While psychological pricing tricks are pervasive and can certainly dupe you into spending more, there are ways you can avert them:
• Create a 30-day list. Instead of purchasing things on impulse, jot down things you would like to buy, along with the price. Then wait 30 days. Chances are, the initial urge to purchase the items will have fizzled.
• Consider the personal value of an item. Instead of fixating on the price tag of something, consider the value it would bring to your life. Is it something you would get a lot of joy from? Or something you could really use? Let that guide you, vs. buying an item because everyone else has it.
• Figure out the number of uses of an item. If you plan on wearing a pair of jeans at least 30 times, and they cost $90, that’s $3 per use. Something you can afford and would enjoy having? Then it might be worthwhile. But if it’s a $20 item and chances are it will most likely get shoved into the closet, that might end up being a waste of money.
• Stick to a weekly budget. It’s no fun having to get your finances back on track after blowing your budget. Avoid that by keeping a weekly number in mind for your discretionary spending — think clothing, entertainment, eating out, hobby-related spending and sundry items. This can help you stay within your means. It could be helpful to have a separate bank account where you park your discretionary funds into. It’s far easier to see exactly where your money is going that way.
Psychological pricing tricks can certainly sway you to dole out more cash. That being said, if you are aware of them, you can use good judgment about these marketing tactics. That, in turn, can allow you to stay within your means, make the best financial decisions for your situation, and stay in control of your cash.
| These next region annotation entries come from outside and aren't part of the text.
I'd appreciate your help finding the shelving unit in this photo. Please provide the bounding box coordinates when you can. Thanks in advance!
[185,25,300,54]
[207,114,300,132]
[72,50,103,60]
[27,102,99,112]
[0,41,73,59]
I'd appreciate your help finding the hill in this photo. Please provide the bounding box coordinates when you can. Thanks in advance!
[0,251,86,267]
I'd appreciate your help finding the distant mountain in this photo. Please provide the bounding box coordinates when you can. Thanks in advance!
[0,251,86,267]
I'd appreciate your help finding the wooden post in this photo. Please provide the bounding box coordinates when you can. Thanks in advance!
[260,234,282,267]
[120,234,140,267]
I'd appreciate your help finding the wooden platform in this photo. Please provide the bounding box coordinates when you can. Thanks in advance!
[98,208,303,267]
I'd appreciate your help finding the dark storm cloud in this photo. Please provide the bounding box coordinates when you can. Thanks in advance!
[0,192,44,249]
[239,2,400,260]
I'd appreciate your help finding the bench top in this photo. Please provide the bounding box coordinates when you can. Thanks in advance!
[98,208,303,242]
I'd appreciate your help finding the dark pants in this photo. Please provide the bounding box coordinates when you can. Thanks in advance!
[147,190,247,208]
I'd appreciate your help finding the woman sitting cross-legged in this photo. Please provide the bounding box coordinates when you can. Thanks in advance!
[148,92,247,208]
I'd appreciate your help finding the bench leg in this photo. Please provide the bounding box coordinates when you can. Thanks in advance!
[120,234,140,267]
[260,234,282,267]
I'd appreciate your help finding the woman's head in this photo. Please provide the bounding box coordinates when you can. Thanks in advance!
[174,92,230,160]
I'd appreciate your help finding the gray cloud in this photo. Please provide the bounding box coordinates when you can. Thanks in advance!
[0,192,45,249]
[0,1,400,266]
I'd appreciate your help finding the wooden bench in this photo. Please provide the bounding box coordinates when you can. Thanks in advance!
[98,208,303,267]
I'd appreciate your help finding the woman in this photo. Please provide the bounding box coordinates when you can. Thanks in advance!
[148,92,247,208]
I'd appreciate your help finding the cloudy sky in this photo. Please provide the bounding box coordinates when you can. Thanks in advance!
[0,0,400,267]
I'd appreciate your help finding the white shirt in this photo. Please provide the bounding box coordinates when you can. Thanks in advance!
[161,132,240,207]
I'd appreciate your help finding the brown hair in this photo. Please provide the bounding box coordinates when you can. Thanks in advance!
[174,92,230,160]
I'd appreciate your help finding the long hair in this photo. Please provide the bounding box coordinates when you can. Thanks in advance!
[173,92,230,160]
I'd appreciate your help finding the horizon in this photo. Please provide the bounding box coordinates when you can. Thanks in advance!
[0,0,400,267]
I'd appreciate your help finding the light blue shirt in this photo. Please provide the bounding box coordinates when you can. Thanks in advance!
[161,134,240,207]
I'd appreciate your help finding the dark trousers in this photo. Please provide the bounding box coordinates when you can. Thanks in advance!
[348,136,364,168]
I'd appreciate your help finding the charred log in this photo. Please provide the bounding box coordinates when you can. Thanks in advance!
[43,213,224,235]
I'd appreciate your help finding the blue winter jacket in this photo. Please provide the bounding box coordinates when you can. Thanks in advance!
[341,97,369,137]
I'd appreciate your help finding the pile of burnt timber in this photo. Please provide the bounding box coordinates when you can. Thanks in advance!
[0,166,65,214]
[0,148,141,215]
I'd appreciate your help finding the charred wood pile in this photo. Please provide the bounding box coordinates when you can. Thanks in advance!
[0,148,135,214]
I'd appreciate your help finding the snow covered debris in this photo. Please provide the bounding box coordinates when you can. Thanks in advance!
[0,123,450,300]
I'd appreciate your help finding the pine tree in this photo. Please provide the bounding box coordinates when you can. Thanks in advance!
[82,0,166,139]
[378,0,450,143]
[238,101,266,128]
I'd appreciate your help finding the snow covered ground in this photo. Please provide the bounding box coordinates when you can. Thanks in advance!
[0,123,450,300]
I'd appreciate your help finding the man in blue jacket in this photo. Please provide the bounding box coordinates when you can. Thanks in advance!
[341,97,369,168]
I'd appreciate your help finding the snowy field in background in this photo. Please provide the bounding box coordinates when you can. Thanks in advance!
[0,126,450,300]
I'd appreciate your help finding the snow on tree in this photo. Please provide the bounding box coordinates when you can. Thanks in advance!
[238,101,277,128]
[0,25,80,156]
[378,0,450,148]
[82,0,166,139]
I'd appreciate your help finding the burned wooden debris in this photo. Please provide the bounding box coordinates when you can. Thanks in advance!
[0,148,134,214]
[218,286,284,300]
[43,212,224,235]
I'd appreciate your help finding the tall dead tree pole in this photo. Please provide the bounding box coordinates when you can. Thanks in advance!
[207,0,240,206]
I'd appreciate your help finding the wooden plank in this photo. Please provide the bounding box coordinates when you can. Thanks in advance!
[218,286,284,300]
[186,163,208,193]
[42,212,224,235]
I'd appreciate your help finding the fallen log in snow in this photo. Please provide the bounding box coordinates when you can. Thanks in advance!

Is psychological pricing illegal?
Psychological pricing typically isn’t illegal, though in some cases, the tactic could veer into some other murky territory that might not be legal. But for the most part, these pricing tricks are acceptable ways of getting consumers to believe they are getting a deal or that an item is in high demand.
Is psychological pricing immoral?
There are some instances where pricing tricks border on unethical terrority. For instance, using fake reviews to make a product seem more popular than it really is and to generate hype is considered unethical.
Why is psychological pricing effective?
Psychological pricing is effective because it relies on your brain making snap judgments in spending situations. These tactics can steer you toward choosing a particular product or buying more that you may truly need.